File handling is treated as a first-class concern. Storage is namespaced per user for quota and cleanup. Files are written to a temporary location and then moved atomically to the final path. A shared file cache with LRU-style eviction and reference counting avoids duplicate downloads and prevents removal of files still in use. Redis is used to coordinate download locks so the same file is not fetched multiple times by different workers.

GPU Resource Management

GPU capacity is managed by a distributed ResourceManager backed by Redis. A single integer counter tracks reserved GPU memory in MB; before starting GPU-heavy work a worker atomically increments this counter by the cost of its mode (low, medium, high). If the result would exceed the configured budget, the increment is rolled back and the job is requeued with a short delay. When the job finishes or fails, the worker decrements the counter and removes its allocation record. Workers can run on separate hosts; stale allocations from crashed workers can be cleared. Workers may also avoid registering medium or high OCR services at all when the budget is too small.

Worker Scheduling

Workers use a chameleon-style scheduler to reduce model warm-up overhead. Each worker has a state (e.g. cold, OCR-ready, heavy) and an inertia counter; when OCR work is ongoing and the image queue has pending jobs, the worker prefers to continue with OCR to reuse loaded models instead of switching to other task types. Task types are grouped so workers minimize context switching.

OCR & Video Pipelines

OCR and video processing are split by responsibility. Image jobs are dispatched with a processing mode and an optional extraction region; the worker resolves the input file (via URL or local path), selects the appropriate OCR service, and returns flat text plus confidence or structured blocks. Video metadata (including thumbnail) is handled by a separate queue. Subtitle extraction uses an external tool to detect candidate frames, runs OCR in parallel on a reduced set of images and builds SRT with timestamps. The pipeline can overlap frame discovery with streaming OCR and uses simple heuristics (e.g. file size stability) to avoid reading partially written frames. A tail-drain pass after the external process exits catches late frames.

Credits & Quotas

Credits are deducted only when a resource first transitions to completed status, avoiding charges for failed jobs. Storage quota is enforced by a dedicated service that aggregates usage across images, videos, and subtitles and compares it to the user’s limit before accepting new uploads. All critical state changes and billing-related updates are wrapped in database transactions to preserve consistency under asynchronous execution.

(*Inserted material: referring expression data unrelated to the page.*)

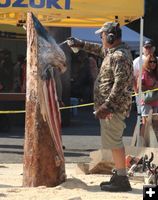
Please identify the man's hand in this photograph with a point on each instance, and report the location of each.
(102, 112)
(74, 42)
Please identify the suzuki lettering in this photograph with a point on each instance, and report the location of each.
(34, 4)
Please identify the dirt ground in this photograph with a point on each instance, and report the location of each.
(78, 186)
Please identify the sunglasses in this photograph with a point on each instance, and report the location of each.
(152, 61)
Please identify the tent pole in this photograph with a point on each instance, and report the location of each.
(140, 79)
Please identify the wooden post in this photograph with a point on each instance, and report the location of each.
(39, 150)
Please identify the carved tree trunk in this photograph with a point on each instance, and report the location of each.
(39, 150)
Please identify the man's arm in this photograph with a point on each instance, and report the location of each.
(123, 83)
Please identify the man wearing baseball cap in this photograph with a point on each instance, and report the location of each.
(112, 97)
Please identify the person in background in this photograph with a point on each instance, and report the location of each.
(112, 97)
(149, 82)
(148, 48)
(6, 71)
(18, 73)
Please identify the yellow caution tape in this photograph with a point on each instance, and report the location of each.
(69, 107)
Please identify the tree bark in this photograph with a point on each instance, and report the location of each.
(39, 167)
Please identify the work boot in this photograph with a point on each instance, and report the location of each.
(117, 184)
(114, 171)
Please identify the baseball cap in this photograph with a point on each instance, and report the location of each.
(148, 43)
(109, 27)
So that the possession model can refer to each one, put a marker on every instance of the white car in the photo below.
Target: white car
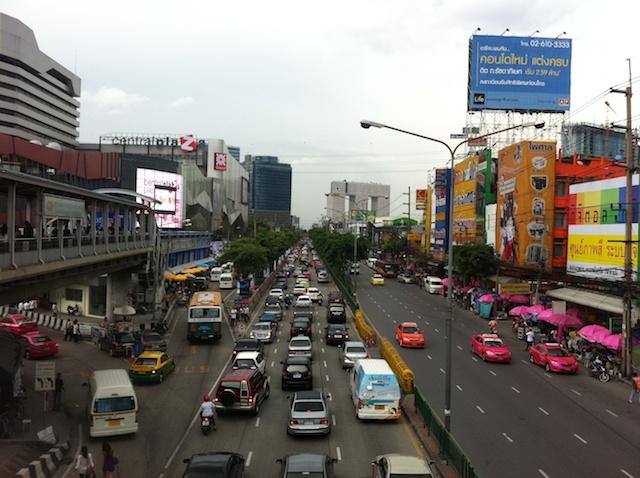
(303, 301)
(315, 295)
(250, 360)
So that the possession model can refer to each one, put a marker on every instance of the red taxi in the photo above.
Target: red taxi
(553, 358)
(490, 348)
(409, 335)
(18, 324)
(39, 345)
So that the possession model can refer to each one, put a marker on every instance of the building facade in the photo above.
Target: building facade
(37, 94)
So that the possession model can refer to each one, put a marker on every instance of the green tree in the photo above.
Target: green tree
(474, 260)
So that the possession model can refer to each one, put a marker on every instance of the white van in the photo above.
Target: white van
(113, 405)
(375, 390)
(432, 284)
(215, 274)
(226, 280)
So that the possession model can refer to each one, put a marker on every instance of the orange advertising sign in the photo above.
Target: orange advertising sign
(526, 183)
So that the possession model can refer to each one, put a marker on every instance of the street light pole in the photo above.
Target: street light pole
(449, 321)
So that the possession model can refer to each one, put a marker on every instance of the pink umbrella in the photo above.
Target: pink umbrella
(487, 298)
(594, 333)
(613, 342)
(535, 309)
(519, 299)
(519, 310)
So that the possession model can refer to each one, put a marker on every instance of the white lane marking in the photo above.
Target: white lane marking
(580, 438)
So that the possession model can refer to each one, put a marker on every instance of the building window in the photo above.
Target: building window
(561, 189)
(73, 295)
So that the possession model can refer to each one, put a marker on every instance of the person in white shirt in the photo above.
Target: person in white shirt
(84, 463)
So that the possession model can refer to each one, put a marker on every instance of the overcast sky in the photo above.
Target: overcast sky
(293, 78)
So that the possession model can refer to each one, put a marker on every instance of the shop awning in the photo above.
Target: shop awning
(610, 303)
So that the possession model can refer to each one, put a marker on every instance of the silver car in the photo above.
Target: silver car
(262, 331)
(350, 352)
(309, 414)
(300, 346)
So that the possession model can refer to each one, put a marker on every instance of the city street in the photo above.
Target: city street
(510, 418)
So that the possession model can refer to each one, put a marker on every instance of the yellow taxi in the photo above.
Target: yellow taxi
(151, 367)
(377, 279)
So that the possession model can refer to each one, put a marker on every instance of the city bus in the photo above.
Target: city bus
(204, 318)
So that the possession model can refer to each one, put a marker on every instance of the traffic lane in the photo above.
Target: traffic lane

Configuration & Observability

Configuration is driven by environment variables so the same codebase can be tuned per deployment without code changes. Logging is structured to support multiple processes, and job status is published in real time so the UI can show progress and completion without relying solely on polling. The design prioritizes responsiveness under load, horizontal scalability of workers, isolation of GPU-heavy work, and clear accountability of user data and credits, at the cost of higher operational complexity and eventual consistency that is addressed through explicit status fields and careful state modeling in the UI.